After a few moments John broke the silence.
‘Noreen, can I ask you a question?’
His voice was soft and Noreen felt a shiver of dread.
‘Are we still engaged?’
There were so many things that Noreen wanted to say in that moment. ‘Marriage is so bourgeois.’ ‘Why can’t people just live together?’ ‘This is the sixties. Chill out, man. Live a little.’ She wanted John to stay. She wanted to make love with him. She missed him. She knew, too, that even though she was playing the big strong girl in London, she needed him. More than all of that, she loved him. But did she want to marry him? N
oreen had been hedging her bets, distracting her family, her fiancé, but also, herself to try to hold off the inevitable.

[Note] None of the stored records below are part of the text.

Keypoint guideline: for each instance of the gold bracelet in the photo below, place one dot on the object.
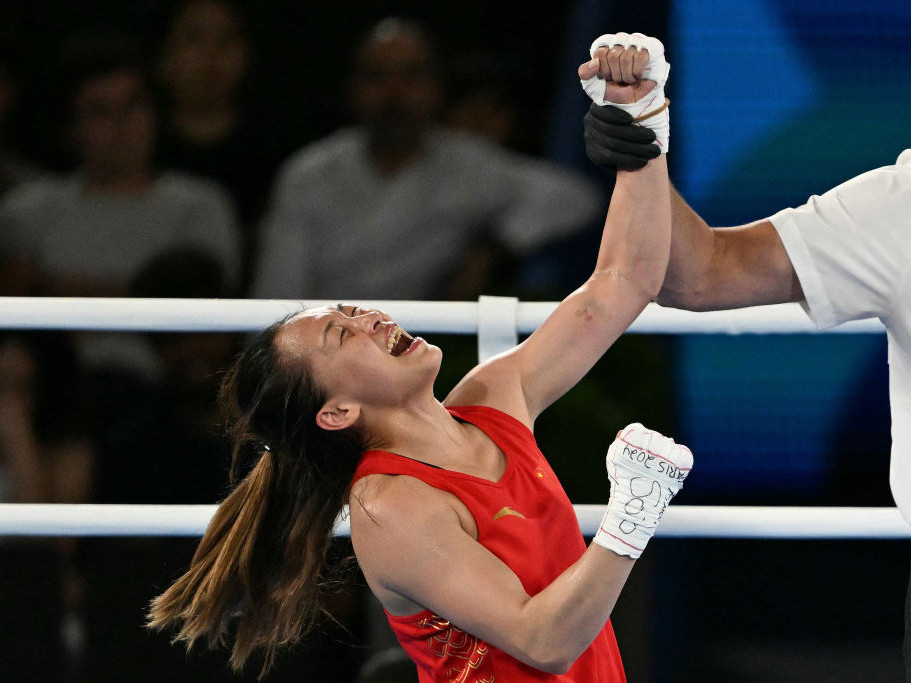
(653, 113)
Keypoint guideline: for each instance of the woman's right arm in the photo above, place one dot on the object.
(415, 552)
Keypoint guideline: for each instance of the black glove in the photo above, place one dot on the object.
(611, 139)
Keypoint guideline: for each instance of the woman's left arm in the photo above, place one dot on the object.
(631, 264)
(632, 261)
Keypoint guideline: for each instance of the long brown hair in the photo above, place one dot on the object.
(259, 576)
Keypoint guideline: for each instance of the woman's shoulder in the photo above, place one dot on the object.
(497, 384)
(384, 505)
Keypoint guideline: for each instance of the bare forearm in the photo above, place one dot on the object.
(564, 618)
(692, 247)
(636, 238)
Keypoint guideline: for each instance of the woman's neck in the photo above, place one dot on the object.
(425, 432)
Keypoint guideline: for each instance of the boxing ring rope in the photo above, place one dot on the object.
(680, 521)
(498, 321)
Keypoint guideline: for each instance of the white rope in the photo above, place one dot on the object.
(682, 521)
(248, 315)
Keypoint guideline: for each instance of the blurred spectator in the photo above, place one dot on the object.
(209, 126)
(398, 207)
(45, 457)
(88, 233)
(13, 169)
(166, 449)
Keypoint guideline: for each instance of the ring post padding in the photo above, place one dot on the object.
(496, 325)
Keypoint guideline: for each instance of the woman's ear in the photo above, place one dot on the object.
(335, 416)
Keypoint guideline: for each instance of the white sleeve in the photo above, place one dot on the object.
(851, 245)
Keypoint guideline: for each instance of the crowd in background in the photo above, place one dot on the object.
(159, 174)
(226, 148)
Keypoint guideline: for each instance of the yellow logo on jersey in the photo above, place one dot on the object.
(505, 512)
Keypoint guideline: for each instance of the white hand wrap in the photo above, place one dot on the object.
(646, 470)
(656, 69)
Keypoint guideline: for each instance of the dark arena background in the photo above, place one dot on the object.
(771, 101)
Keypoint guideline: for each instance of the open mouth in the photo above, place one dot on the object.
(398, 342)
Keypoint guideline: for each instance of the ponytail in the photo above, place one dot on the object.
(259, 577)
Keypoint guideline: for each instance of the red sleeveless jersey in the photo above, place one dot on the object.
(526, 520)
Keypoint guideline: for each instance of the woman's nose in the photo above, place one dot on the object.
(370, 321)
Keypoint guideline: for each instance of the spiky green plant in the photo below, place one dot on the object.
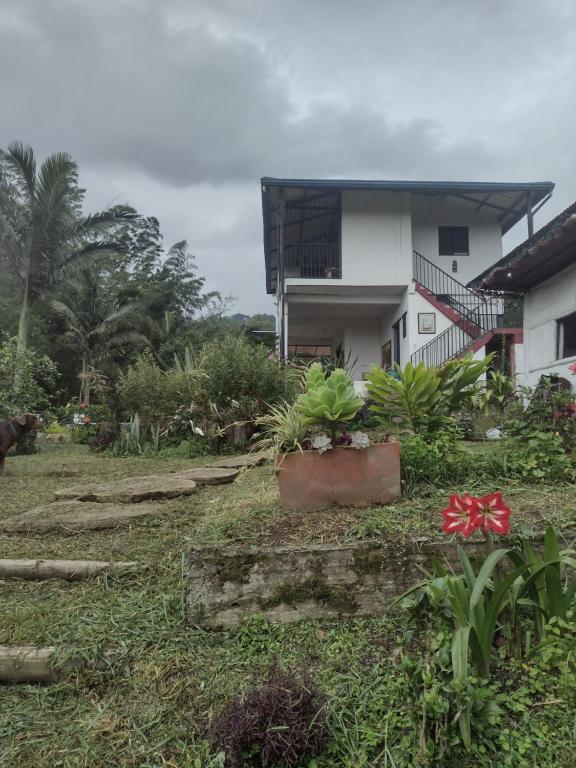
(330, 401)
(282, 429)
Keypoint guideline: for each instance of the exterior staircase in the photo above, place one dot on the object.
(473, 315)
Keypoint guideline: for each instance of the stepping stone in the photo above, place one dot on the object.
(239, 462)
(211, 475)
(28, 663)
(77, 516)
(131, 490)
(69, 570)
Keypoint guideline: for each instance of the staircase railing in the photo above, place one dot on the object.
(478, 314)
(457, 339)
(445, 287)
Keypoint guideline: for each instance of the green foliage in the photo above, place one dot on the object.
(155, 394)
(549, 408)
(438, 462)
(235, 369)
(423, 400)
(37, 381)
(131, 442)
(328, 401)
(537, 456)
(282, 428)
(546, 586)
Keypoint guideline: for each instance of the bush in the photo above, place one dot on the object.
(38, 380)
(280, 723)
(234, 369)
(423, 400)
(153, 393)
(538, 456)
(438, 462)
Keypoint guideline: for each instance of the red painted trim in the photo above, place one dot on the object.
(469, 328)
(517, 335)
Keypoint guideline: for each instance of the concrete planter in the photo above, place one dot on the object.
(346, 477)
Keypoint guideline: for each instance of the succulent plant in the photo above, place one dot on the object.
(321, 442)
(360, 440)
(329, 401)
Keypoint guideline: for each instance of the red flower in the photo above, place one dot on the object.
(492, 514)
(461, 514)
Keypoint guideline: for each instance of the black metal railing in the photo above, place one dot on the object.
(478, 314)
(318, 261)
(442, 285)
(456, 340)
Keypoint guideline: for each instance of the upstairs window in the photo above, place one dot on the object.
(453, 241)
(567, 336)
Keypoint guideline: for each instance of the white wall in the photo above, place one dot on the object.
(362, 341)
(485, 239)
(543, 306)
(376, 238)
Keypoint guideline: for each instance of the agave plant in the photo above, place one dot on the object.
(282, 428)
(328, 401)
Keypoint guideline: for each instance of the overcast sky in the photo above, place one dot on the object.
(178, 107)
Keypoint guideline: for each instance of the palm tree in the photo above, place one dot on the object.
(98, 323)
(41, 227)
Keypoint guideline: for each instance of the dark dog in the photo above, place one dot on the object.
(11, 432)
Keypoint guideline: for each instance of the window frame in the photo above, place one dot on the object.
(560, 337)
(444, 229)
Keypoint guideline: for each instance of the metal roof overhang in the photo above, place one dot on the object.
(531, 263)
(510, 200)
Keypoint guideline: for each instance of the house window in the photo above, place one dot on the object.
(396, 337)
(453, 241)
(567, 336)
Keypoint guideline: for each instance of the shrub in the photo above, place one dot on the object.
(536, 456)
(329, 402)
(280, 723)
(234, 369)
(424, 400)
(437, 462)
(37, 382)
(153, 393)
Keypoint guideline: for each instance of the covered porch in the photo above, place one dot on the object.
(357, 328)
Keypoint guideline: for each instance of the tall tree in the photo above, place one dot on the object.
(100, 326)
(42, 230)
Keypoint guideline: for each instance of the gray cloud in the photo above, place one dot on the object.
(180, 106)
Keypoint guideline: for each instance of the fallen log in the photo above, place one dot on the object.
(69, 570)
(30, 664)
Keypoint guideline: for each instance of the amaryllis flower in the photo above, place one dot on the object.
(461, 514)
(492, 514)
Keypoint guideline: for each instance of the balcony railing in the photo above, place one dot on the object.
(313, 261)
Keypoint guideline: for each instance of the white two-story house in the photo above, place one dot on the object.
(376, 272)
(542, 270)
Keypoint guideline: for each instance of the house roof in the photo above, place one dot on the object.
(509, 198)
(541, 256)
(509, 201)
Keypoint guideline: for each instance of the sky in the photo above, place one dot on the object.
(178, 107)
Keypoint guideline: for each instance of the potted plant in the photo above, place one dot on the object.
(319, 461)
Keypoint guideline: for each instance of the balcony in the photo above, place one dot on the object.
(313, 262)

In that moment, being asked directly, Noreen knew that she owed it to John to give him an honest answer.
‘No.’
Even though she said it in an apologetic whisper, the tiny word filled the room, as if she had shouted it out in a loud, angry stab.
John paused. She felt his hurt move across his chest in a sharp breath.
There were things she could have said to try to explain herself. Can’t we just go along as we are for a while? Just because I don’t want to marry you that doesn’t mean I don’t love you. But she knew they were pointless. John was a devout Catholic and a deeply conventional man. He needed to get married. He wanted to get on with his life and have a wife by his side, producing children for him. Noreen knew she had already forced him to break with his traditional values by being with a woman who worked, luring him into having sex before marriage and now, running off to London to spread her wings. There is only so much a man could be expected to tolerate. John was a good man who deserved to settle down with a nice girl. Noreen didn’t want to be nice any more. Or good. She wanted to be free. She wasn’t entirely sure what that meant. But she knew what it didn’t mean. And that was getting married.
‘That’s it then,’ he eventually said. ‘It’s over?’
Noreen felt the awkwardness of their naked skin pressed together and wished she could take the words back. Or rather, make them not true. But she couldn’t.
It doesn’t have to be. I don’t want it to be.
But what was the point? She’d only be dragging things on longer. Leading him on. Ruining his chances of meeting somebody else. Living happily ever after with a sensible girl. God knows, they’d be lining up for him. The thought of that sent a little shard of rage through Noreen. Kitty Molloy would be first on his doorstep. With a stupid bow in her hair and a plate of scones. Maureen Munnelly? She’d be delighted to hear he was back on the market – so would her mother. Then, Oh God, there was Sheila Nolan. He’d taken Sheila to a dance in Fermoy the week before they got together. She was a proper dolly bird now, since she had the hair dyed. John would probably call on her straight from the boat.